Ijraset Journal For Research in Applied Science and Engineering Technology
Authors: Kaustubh Trivedi, Priyanka Gaikwad, Mahalaxmi Soma, Komal Bhore, Prof. Richa Agarwal
DOI Link: https://doi.org/10.22214/ijraset.2022.43220
Certificate: View Certificate
Image classification is one of classical issue of concern in image processing. There are various techniques for solving this issue. Sign languages are natural language that used to communicate with deaf and mute people. There is much different sign language in the world. But the main focused of system is on Sign Language (SL) which is on the way of standardization in that the system will concentrated on hand gestures only. Hand gesture is very important part of the body for exchange ideas, messages, and thoughts among deaf and dumb people. The proposed system will recognize the number 0 to 9 and alphabets from American Sign Language. It will divide into three parts i.e. preprocessing, feature extraction, classification. It will initially identify the gestures from American Sign language. Finally, the system processes that gesture to recognize number with the help of classification using CNN. Additionally we will play the speech of that identified alphabets.
I. INTRODUCTION
Sign Language is a best way of communication between deaf, dumb people and normal people. A sign language is visual language that uses system of manual, facial and body movements. Sign language is not universal language and different sign languages are used in different countries, some countries like UK, USA and India having more than one Sign Language. Hundreds of Sign Languages are using in World, American Sign Language, Indian Sign Language, Japanese Sign Language, Turkish Sign Language these are the some examples of Sign Language.
American Sign Language is the part of Sign Language which is mostly used by deaf and dumb people in the world
Artificial Neural Network (ANN), a brain-style computational model, has been used for many applications. Researchers have developed various ANN’s structure in accordant with their problem. After the network is trained, it can be used for image classification. The Support Vector Machine is a theoretically superior machine learning methodology with great results in classification of high dimensional datasets and has been found competitive with the best machine learning algorithms. In the past, CNNs have been tested and evaluated only as pixel-based image classifiers. Moving from pixel-based techniques towards object-based representation, the dimensions of remote sensing imagery feature space increases significantly. This results increasing complexity of the classification process, and causes problems to traditional sample-based classification schemes.

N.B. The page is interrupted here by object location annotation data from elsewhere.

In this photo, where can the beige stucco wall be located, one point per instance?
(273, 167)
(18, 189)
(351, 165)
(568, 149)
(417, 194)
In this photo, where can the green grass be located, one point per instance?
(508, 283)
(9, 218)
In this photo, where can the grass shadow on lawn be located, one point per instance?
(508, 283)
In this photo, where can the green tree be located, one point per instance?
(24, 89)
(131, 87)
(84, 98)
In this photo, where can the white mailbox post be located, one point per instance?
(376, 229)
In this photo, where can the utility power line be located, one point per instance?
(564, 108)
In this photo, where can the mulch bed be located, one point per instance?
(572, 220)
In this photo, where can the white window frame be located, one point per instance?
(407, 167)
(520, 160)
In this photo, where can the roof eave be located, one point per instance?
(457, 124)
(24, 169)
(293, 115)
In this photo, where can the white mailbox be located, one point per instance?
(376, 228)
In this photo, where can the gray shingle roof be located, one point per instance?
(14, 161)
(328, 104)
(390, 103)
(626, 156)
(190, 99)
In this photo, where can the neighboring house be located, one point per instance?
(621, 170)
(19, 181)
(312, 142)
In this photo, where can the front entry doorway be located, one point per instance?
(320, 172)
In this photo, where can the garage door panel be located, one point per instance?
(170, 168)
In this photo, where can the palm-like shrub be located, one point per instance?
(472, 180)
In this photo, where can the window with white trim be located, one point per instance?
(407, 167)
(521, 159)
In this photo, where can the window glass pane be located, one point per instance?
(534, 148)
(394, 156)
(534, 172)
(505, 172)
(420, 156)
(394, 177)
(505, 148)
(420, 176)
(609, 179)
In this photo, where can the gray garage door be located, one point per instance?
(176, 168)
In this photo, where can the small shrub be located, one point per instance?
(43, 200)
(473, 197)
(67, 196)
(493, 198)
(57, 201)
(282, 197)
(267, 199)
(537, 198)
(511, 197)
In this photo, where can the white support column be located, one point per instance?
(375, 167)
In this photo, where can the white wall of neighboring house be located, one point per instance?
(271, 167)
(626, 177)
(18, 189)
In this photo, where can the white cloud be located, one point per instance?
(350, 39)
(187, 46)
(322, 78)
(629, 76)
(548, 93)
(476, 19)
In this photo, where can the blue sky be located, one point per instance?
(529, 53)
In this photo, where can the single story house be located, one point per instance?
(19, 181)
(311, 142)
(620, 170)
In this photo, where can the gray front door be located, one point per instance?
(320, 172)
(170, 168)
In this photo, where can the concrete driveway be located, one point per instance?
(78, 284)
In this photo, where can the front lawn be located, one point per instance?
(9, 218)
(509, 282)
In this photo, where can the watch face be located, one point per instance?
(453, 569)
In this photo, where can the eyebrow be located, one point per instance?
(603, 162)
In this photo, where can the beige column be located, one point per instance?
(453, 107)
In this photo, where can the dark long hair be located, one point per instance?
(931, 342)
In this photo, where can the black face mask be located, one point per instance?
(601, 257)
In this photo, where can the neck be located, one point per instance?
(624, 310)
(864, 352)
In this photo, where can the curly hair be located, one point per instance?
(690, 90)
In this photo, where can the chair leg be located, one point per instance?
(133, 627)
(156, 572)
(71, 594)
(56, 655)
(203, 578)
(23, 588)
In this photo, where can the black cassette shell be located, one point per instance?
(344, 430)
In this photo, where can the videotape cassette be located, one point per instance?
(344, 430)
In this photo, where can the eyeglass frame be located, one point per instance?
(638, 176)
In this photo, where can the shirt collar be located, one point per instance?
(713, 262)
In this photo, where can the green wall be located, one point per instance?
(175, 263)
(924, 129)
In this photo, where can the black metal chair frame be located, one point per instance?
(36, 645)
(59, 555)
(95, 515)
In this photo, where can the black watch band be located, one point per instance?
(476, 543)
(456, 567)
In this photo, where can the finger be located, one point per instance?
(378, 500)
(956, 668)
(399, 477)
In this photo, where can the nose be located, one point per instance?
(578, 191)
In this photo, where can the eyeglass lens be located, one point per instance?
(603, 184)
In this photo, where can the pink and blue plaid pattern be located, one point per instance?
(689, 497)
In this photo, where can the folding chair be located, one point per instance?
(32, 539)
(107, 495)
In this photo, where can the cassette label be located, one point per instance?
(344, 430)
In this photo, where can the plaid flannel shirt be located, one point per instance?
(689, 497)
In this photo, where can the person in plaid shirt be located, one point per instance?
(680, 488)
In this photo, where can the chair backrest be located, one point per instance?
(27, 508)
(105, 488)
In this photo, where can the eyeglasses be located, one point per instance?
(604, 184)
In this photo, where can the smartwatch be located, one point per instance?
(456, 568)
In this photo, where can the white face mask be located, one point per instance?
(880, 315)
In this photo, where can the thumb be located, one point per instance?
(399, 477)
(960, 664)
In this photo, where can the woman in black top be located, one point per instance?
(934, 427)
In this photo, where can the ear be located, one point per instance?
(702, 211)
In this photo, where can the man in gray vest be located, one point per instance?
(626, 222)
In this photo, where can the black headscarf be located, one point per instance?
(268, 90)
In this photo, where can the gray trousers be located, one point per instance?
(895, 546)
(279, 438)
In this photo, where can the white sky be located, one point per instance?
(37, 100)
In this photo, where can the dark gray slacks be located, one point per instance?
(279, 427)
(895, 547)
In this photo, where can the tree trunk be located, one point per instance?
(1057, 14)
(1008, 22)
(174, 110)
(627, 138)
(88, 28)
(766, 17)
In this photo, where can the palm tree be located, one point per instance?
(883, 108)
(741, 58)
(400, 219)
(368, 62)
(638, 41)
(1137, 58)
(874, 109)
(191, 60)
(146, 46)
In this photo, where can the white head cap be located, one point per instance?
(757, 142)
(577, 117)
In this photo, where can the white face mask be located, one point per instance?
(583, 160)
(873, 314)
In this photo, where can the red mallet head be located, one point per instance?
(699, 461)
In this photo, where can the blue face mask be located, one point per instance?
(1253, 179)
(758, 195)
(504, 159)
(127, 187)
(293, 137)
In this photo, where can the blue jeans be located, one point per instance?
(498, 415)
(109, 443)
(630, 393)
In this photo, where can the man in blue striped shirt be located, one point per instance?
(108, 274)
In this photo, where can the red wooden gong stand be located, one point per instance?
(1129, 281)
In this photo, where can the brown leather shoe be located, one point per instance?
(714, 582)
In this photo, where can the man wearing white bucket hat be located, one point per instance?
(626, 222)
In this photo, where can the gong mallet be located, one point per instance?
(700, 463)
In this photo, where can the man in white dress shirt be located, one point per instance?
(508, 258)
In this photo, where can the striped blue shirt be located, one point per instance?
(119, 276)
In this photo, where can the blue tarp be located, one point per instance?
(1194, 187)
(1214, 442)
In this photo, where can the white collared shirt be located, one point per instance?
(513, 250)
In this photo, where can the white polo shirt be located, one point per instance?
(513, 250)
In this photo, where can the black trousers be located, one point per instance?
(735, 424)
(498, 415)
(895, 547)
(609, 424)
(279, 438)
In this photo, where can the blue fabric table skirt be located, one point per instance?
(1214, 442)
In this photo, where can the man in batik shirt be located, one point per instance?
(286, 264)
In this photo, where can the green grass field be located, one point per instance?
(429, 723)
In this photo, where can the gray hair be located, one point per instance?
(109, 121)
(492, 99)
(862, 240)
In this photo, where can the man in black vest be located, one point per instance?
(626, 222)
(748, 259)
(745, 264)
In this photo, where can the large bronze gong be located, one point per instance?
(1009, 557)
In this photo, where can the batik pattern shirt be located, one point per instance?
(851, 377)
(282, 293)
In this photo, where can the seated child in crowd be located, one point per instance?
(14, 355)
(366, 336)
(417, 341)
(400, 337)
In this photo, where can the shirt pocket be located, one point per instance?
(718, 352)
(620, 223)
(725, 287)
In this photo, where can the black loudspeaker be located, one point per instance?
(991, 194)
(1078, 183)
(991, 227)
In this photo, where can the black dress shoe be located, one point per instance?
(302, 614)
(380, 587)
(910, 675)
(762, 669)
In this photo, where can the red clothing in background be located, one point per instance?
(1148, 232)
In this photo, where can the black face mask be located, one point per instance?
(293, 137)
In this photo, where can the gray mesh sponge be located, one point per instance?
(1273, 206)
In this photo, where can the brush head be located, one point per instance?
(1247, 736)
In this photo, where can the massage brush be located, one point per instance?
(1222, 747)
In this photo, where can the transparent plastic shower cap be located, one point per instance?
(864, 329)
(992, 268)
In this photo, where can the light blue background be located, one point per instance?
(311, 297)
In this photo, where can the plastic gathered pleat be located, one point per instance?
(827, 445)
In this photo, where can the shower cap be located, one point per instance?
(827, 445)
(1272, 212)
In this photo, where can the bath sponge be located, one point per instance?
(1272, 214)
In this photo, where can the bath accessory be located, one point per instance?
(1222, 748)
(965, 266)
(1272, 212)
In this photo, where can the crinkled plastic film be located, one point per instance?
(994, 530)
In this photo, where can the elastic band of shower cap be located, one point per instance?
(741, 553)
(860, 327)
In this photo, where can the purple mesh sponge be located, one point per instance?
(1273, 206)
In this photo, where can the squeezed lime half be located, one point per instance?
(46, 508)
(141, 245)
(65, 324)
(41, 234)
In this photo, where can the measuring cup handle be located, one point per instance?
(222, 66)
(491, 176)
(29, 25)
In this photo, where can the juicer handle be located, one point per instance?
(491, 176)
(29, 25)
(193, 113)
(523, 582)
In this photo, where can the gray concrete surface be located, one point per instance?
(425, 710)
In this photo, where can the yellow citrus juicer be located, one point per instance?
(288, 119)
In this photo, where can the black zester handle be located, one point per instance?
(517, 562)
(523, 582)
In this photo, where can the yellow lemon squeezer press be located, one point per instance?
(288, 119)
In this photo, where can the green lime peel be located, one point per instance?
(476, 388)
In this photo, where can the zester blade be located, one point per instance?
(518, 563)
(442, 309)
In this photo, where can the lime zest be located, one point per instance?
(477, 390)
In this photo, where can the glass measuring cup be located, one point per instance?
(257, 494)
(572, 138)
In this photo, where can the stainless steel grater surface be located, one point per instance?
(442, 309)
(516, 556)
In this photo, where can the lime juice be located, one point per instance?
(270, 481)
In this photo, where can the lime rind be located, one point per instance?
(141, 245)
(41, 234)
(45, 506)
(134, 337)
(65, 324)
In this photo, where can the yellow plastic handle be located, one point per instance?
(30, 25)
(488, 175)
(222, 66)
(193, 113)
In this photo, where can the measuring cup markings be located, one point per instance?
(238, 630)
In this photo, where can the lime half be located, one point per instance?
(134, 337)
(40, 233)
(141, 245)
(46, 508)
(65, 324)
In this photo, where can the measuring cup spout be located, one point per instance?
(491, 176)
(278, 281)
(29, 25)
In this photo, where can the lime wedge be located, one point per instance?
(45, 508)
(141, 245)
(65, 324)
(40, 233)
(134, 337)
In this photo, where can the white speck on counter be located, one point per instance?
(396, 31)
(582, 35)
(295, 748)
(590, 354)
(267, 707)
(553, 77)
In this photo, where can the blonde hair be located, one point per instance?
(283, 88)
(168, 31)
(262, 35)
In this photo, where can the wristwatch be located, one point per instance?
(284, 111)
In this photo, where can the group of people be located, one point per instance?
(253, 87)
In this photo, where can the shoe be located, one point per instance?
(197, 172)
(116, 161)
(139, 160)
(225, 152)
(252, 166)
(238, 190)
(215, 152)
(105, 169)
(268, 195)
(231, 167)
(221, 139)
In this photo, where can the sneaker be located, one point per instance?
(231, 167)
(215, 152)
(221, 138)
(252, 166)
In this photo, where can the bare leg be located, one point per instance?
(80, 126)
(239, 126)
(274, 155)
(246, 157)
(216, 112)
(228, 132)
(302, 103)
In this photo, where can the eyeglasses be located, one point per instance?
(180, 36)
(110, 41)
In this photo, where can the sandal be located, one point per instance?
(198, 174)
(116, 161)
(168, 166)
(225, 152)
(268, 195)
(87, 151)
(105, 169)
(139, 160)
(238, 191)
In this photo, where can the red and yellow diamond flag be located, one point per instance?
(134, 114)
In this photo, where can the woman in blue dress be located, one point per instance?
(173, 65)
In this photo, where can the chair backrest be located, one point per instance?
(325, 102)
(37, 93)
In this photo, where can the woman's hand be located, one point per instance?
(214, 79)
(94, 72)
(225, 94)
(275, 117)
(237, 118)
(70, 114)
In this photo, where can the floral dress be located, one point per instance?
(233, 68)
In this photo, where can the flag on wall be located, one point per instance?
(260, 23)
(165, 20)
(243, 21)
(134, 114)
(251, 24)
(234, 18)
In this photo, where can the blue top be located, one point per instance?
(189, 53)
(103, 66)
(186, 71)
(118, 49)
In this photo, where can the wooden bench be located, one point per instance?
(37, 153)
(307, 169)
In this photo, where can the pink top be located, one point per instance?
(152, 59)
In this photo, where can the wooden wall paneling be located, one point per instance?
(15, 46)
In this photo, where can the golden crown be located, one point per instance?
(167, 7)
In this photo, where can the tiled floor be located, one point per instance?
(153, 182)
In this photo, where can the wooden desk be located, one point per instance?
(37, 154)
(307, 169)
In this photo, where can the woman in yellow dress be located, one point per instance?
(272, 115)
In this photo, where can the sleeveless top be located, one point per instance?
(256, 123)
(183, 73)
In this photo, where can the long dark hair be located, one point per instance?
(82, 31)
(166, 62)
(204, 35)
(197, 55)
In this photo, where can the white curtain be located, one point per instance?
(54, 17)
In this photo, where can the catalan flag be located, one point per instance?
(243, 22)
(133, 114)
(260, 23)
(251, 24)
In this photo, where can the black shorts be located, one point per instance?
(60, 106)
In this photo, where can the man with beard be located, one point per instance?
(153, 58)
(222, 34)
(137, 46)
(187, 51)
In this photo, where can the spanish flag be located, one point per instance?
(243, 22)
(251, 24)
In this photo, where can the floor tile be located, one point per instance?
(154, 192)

In this study, we have developed a novel approach of recognizing hand number gestures by recognizing or labeling hand parts in depth images. Our proposed approach consists of two main processes: hand parts recognition by random forests (RFs) classifier and rule based hand number gestures recognition. The main advantage of our proposed approach is that the state of each finger is directly identified through the recognize hand parts and then number gestures are recognized based on the state of each finger.
II. RELATED WORK
This work include the feature extraction, gesture recognition process for that they have proposed a novel approach for recognizing hand number gestures using the recognized hand parts in a depth image. In this paper they proposed a system in that approach they divided that approach into two stages: (i) Hand parts recognition by random forests (RFs) and (ii) rule-based hand number gestures recognition. This contains pairs of depth maps and their Corresponding hand pats labeled maps was generated after that they used DB to training RFs. In the second stage, a depth image was first captured from a depth camera and then a hand depth silhouette was extracted by removing the background. Next, the hand parts of a depth silhouette were recognized using the trained RFs. Next, a set of features was extracted from the labeled on the extracted features, labeled hand parts finally they used rule-based approach to recognize number gesture (2014) [1]. This work include the techniques like thresholding, feature extraction, on the help of this feature they proposed a simple method for recognition of numbers. They used thresholding value for recognition of numbers. They divide that method into three stages i.e. first they captured image by using web camera after capturing image they applied threshold value on that and using that threshold value they recognized the numbers(2011) [2].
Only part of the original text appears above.